I have a very large set of string URL patterns like {http://www.imdb.com, http://www.amazon.com,…} in a list.
I am getting input URL’s like this:
http://www.imdb.com/title/tt1409024/
For the purpose of my application this URL is actually formed from http://www.imdb.com, so the equality of these two should be true.
To implement this, I can extract the base URL from the input URL:
http://www.imdb.com/title/tt1409024/ => http://www.imdb.com
Now I need to compare this extracted URL with the master list of URLs and store the base URL in a database, if a match is found. So in essence, for each on of my input (base) URL’s, I am looking for a match in the master list for the extracted URL, and if a match is found I am storing the input (base) URL in the database.

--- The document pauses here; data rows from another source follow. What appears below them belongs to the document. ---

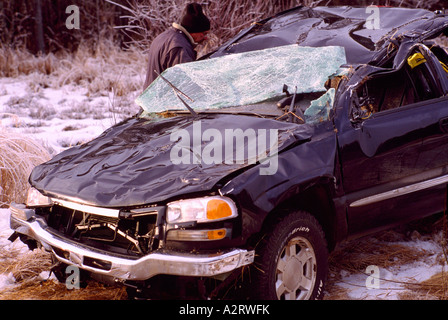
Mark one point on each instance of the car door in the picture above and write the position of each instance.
(394, 158)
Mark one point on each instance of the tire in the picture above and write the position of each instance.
(292, 260)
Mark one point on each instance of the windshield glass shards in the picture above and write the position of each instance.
(243, 79)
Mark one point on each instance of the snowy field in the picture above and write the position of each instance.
(405, 259)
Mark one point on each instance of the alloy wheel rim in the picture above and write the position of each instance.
(296, 270)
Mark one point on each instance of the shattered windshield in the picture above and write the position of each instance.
(246, 80)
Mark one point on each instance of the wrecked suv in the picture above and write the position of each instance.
(306, 129)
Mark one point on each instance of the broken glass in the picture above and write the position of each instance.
(244, 78)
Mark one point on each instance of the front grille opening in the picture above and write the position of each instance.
(134, 237)
(97, 263)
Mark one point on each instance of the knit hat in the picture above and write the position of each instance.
(194, 20)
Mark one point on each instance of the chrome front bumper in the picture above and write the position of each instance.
(145, 267)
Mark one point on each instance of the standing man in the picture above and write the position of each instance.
(176, 45)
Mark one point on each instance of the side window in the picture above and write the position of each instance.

To implement the equality/matching logic, I have two possible solutions. Please weigh in as to which is better:
- Put the master list of URL’s in an array list, and use the array list
containsmethod - Put the master list in a database, and use query to check the the input url against it
Can anyone tell me which one will be better in terms of performance?
Neither of your suggestions would be appropriate. For an ArrayList, you would have to search linearly through half the list (on average) for every URL you want to check.
For a database (presumably on disk?), you would incur a potentially expensive database lookup for every query.
1000 URL patterns isn’t very many. Keep the list in memory and use an appropriate data structure – a HashSet would do a good job.